Like Italy, Portugal has a rake of indigenous grape varieties that haven’t migrated to other countries as well as several that have. It also has a range of widely differing grape-growing regions where long-established traditions are being re-evaluated. The result? Smart, modern wines with unique flavours which should come as a welcome change to stuck-in-a-rut drinkers. (Most of us find ourselves wedged into that category from time to time.)

The grapes featured in this likeable blend from the Alentejo, one of Portugal’s most innovative regions, are Trincadeira, Aragonez and more familiar Syrah, spun together smoothly to give juicy berry flavours that leave a firm grip in their wake.

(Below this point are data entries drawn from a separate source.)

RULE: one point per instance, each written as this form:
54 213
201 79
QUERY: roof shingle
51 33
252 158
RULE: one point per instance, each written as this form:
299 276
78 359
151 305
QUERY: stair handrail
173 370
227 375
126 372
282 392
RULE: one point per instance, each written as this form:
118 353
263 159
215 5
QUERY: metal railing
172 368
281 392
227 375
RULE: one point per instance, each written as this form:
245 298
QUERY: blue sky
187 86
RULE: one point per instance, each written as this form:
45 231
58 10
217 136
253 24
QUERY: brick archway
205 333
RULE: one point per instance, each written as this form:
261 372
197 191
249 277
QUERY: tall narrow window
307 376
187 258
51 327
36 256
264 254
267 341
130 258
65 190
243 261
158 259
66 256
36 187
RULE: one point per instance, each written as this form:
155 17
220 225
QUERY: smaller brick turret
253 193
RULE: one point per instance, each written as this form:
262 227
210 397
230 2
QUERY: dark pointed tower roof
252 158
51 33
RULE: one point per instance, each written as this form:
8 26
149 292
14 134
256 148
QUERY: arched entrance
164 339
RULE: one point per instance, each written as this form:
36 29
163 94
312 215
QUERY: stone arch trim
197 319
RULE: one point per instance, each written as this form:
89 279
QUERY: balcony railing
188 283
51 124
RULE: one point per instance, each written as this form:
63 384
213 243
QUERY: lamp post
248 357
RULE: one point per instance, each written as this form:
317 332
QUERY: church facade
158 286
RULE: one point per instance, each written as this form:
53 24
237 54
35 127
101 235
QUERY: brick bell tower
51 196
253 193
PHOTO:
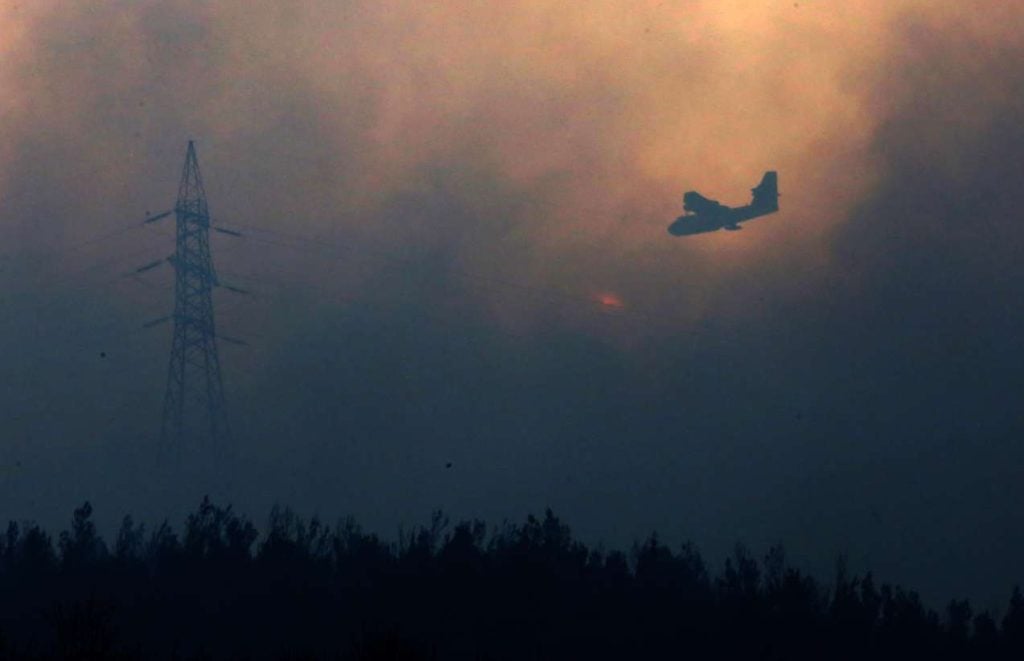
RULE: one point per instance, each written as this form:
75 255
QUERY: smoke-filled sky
455 219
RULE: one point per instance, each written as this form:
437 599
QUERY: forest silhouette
301 589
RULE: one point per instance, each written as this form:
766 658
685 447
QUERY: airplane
702 215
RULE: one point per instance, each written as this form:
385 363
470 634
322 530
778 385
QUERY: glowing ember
609 300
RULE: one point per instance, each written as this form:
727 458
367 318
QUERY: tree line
301 589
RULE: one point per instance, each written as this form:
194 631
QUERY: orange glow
610 300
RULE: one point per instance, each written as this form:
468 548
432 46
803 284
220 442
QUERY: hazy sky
457 248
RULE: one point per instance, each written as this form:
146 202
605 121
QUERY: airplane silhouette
705 215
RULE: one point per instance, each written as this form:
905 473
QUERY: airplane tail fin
766 193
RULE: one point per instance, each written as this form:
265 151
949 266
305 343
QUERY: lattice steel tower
194 403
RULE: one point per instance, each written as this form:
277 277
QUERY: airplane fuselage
714 220
704 215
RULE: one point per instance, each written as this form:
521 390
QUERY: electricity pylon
194 402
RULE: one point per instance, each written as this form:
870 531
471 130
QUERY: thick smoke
467 178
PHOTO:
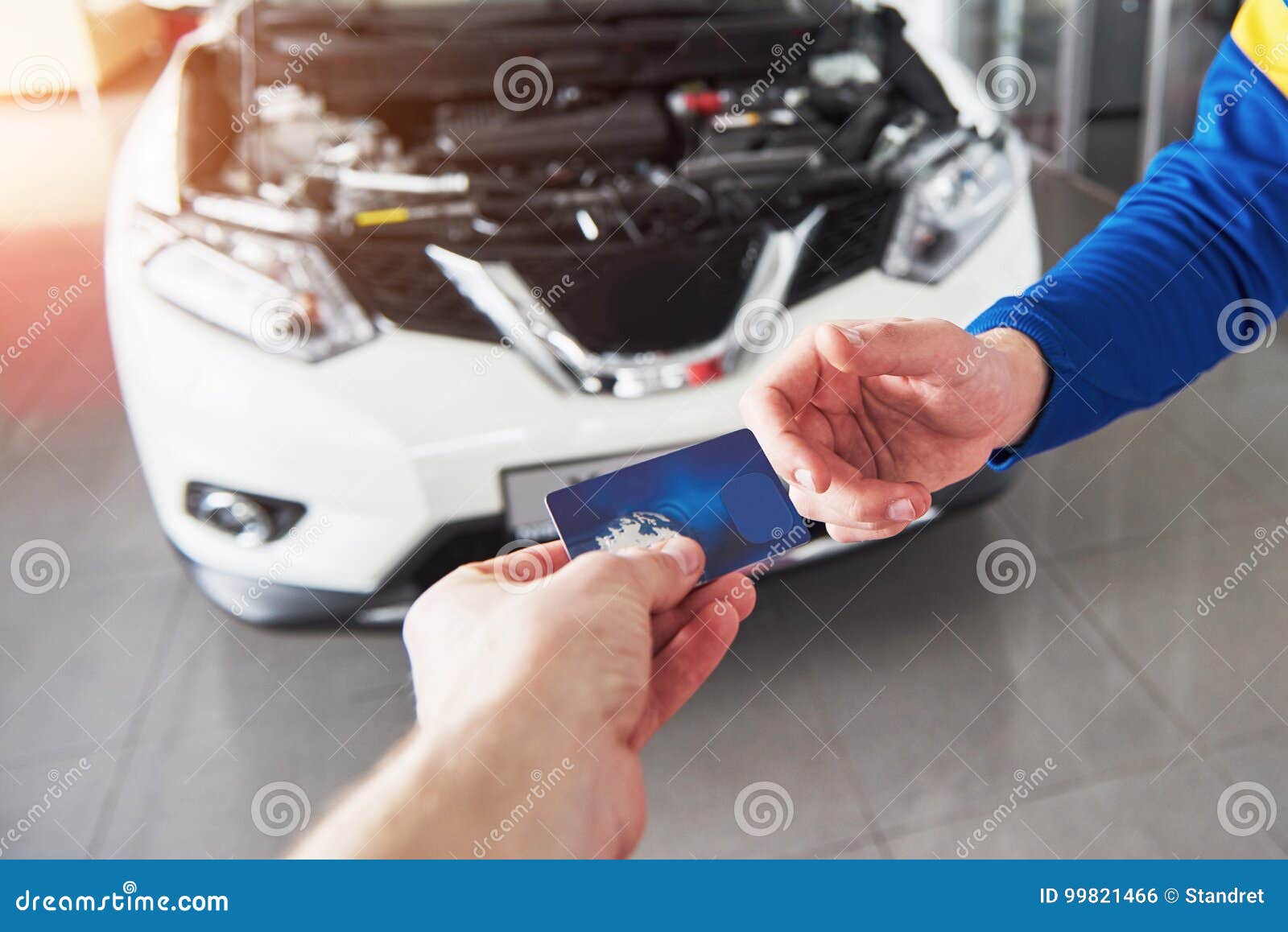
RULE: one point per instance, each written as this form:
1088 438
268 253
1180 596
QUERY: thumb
663 575
893 348
657 578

Carlos Lucas, the man responsible, was voted Portuguese Winemaker of the Year in 2007 and is now active in many parts of the country, so you’re in the hands of a talented maestro. Even so, the price is tasty. Buy a few bottles rather than just one and you’ll find that Flor de Maio (Mayflower) will carry you comfortably towards spring, matching most robust meat, cheese and vegetable dishes with ease.

Another excellent Carlos Lucas wine to look out for with a similar price tag is Jardim da Estrela, a red from the Dão region which was one of my top recommendations in the January issue of The Gloss. You’ll find this also in quite a few of the outlets listed below.

Alcohol: 13.5%

From Hole in the Wall, Dublin 7; Grapevine, Dublin 9; Michael’s, Mount Merrion; Garden House, Malahide; Power & Co, Lucan; Browns Vineyard, Portlaoise; O’Learys, Cootehill; Quintessential Wines, Drogheda & quintessentialwines.ie, usually €13.95.